The use of a non-traditional, non-retail anchor to drive visitation to the district. In 2011, the High Line welcomed 3.7 million visitors. The spending power of those visitors is keenly visible in nearby streets and in businesses. Unlike a managed mall environment, where the retail anchor is the primary driver of visitation, urban communities have a myriad of ways to drive traffic. Whether it's a tremendous local park, or an activity packed library, these visitation drivers are the "new" downtown anchors. As you consider communicating new business opportunities to retailers, don't forget to map and quantify the visitors to these non-retail anchors. They can be as important, or more important, than any traditional retail anchor.
|From today's NYTimes, a rending of the new|
Whitney Museum under the High Line.
Efforts to reduce fractured ownership. According to Joe Sitt, chief executive of Thor Equities, which has been buying property in the area in an effort to become the largest landlord, “So far, ownership has been very fractured, so the development of the area hasn't really moved in unison.
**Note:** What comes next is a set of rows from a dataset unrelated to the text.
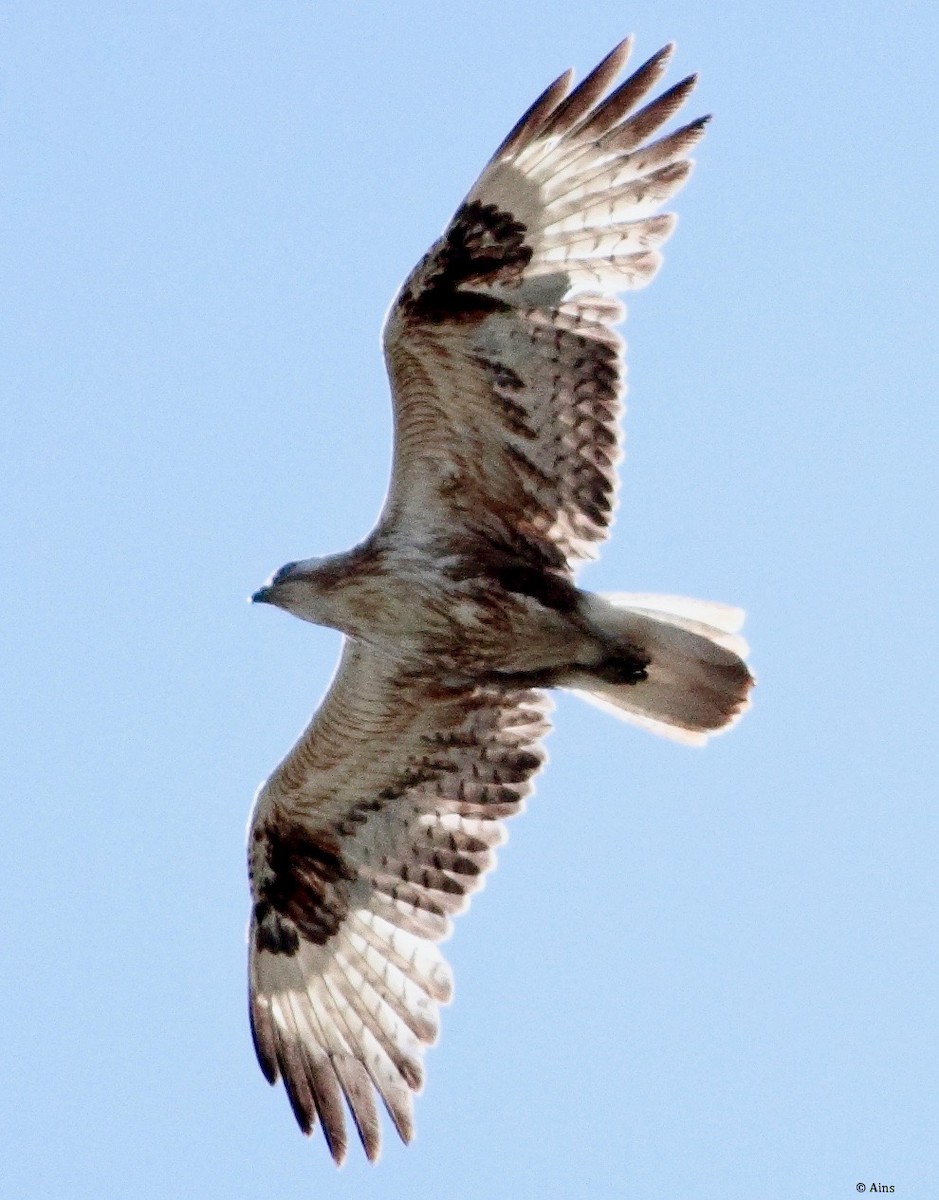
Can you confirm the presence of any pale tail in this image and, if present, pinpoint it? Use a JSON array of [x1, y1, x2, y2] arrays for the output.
[[570, 593, 753, 745]]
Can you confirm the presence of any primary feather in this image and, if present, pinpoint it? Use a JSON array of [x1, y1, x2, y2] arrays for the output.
[[249, 41, 752, 1162]]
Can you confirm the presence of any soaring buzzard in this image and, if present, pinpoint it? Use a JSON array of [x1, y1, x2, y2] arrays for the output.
[[249, 41, 753, 1163]]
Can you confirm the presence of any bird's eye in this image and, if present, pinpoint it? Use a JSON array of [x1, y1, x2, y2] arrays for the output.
[[270, 563, 297, 587]]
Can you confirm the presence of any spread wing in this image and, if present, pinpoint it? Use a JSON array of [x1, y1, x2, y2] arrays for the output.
[[379, 41, 706, 572], [249, 642, 549, 1163]]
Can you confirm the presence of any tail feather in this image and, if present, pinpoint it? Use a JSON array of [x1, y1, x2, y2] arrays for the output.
[[568, 594, 754, 745]]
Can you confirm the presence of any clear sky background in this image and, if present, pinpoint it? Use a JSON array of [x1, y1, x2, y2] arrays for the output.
[[0, 0, 939, 1200]]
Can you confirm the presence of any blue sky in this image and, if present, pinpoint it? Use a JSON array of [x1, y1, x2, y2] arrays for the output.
[[0, 0, 939, 1200]]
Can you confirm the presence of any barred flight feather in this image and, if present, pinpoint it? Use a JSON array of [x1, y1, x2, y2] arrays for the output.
[[249, 38, 752, 1163]]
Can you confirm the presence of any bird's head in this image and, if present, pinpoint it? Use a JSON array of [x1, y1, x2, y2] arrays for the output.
[[251, 558, 335, 625]]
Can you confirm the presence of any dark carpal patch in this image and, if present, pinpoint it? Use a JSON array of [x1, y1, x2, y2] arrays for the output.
[[494, 563, 579, 612], [406, 200, 532, 322], [255, 817, 355, 954]]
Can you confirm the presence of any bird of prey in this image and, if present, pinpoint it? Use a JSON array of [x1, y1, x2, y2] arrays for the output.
[[249, 40, 753, 1163]]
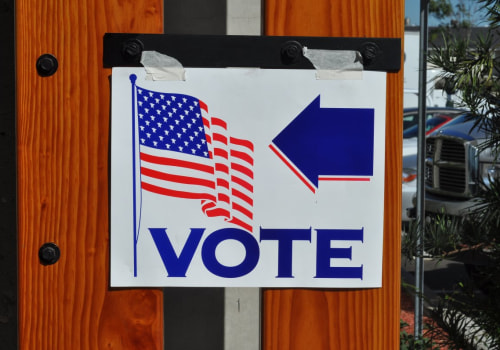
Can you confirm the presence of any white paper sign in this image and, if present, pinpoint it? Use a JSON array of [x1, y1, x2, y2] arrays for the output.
[[111, 68, 386, 288]]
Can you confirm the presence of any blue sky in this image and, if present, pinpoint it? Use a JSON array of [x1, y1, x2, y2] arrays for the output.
[[405, 0, 488, 26]]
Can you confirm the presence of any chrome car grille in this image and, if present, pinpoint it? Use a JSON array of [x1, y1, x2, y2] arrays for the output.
[[425, 137, 477, 198]]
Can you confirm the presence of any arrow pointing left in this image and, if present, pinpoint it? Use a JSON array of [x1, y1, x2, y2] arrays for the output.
[[269, 96, 374, 192]]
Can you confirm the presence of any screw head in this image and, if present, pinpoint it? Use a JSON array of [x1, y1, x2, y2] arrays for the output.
[[281, 41, 303, 64], [36, 53, 59, 77], [38, 242, 61, 265], [361, 42, 380, 66], [122, 39, 144, 62]]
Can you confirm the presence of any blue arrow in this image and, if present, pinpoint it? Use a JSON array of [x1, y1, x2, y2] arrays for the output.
[[273, 96, 374, 188]]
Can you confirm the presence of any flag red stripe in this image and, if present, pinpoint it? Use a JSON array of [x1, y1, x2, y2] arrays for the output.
[[211, 118, 227, 129], [204, 208, 231, 218], [141, 182, 215, 201], [141, 167, 215, 189], [201, 118, 210, 128], [198, 100, 208, 113], [231, 188, 253, 205], [229, 137, 253, 152], [214, 148, 228, 159], [141, 152, 214, 174], [231, 175, 253, 192], [231, 149, 253, 165], [229, 217, 253, 232], [217, 179, 229, 189], [213, 133, 227, 145], [217, 193, 231, 203], [215, 163, 229, 174], [233, 203, 253, 220], [231, 163, 253, 179]]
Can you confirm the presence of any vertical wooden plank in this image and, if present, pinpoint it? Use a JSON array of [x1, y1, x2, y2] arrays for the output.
[[263, 0, 404, 350], [16, 0, 163, 350]]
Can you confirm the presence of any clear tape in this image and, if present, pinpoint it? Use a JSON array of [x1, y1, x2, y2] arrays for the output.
[[141, 51, 186, 80], [303, 47, 363, 80]]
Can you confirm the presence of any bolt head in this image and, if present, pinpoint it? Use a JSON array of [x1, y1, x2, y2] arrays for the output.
[[38, 243, 61, 265], [36, 53, 59, 77]]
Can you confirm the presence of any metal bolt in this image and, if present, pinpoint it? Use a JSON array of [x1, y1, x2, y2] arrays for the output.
[[38, 243, 61, 265], [281, 41, 303, 64], [122, 39, 144, 62], [36, 53, 59, 77], [361, 42, 380, 65]]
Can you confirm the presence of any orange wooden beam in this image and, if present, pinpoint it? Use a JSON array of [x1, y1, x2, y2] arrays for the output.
[[262, 0, 404, 350], [16, 0, 163, 350]]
Our hope is that by assembling so many properties we can help guide the strategy.” The ability to control and manage tenant mix on a large scale is an extremely powerful tool. In part because a developer who controls a critical mass of property can curate tenant mix more appropriately. This also give them the flexibility to offer deals to unique tenants, for example, which creates demand and drives up sales per square foot for other tenants, thereby offsetting any loss incurred. People in the retail real estate industry know that different kinds of retailers have varied abilities to pay rent. A jewelry store, for instance, typically pays higher rent per square foot than a coffee shop. An electronics store typically pays higher rent per square foot than a furniture store...and on and on. So the ability to control a critical mass of retail space enables a developer to offer a more varied and interesting range of retail offerings that create a higher average rent per square foot, even if an individual store may be paying less. On the other hand, when ownership is fractured, every owner is playing to attract the highest paying tenant. The results of this zero sum game can be seen in commercial districts everywhere, from a plethora of banks on 125th Street in Harlem to the lack of any food or beverage offerings on 34th Street in Herald Square. Albeit not every community faces the intense demand seen in either of these districts, we can still surmise that the benefits of reducing fractured ownership are universal.